Forest plot for the crude and adjusted relative risk (RR) of HPV incidence and clearance among PLHIV by CD4 count level compared to HIV‐negative for: (a) incident HPV infection; (b) incident HR‐HPV infection; (c) clearance of HPV; (d) clearance of HR‐HPV. In this plot all HIV infection is prevalent, and the comparison group (unexposed group) is those HIV‐negative. An effect estimate greater than 1 (incident HPV) indicates increased HPV incidence in those with HIV infection compared to HIV‐negative individuals. An effect estimate less than 1 (HPV clearance) indicates decreased rate of HPV clearance in those with HIV infection compared to HIV‐negative individuals. An asterisk next to the effect estimate indicates that the estimate was derived from available information in the publication. For Watts (2005) the estimate refers to clearance of incident HPV types.
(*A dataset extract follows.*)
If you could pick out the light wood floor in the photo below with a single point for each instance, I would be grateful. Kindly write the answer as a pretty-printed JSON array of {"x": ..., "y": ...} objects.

NA, North America; EU, Europe; SSA, Sub‐Saharan Africa.

Figure 5

Forest plots of the crude and adjusted relative risk (RR) of HIV acquisition for: (a) prevalent HPV infection; (b) incident HPV infection; (c) prevalent HR‐HPV infection; (d) prevalent LR‐HPV infection; (e) HPV‐16/HPV‐18/HPV‐31/HPV‐33/HPV‐52/HPV‐58 infection; (f) clearance of HPV. In this plot HPV infection is the exposure and HIV acquisition is the outcome. An asterisk next to the effect estimate indicates that this estimate was calculated using data presented in the publication. SSA, Sub‐Saharan Africa.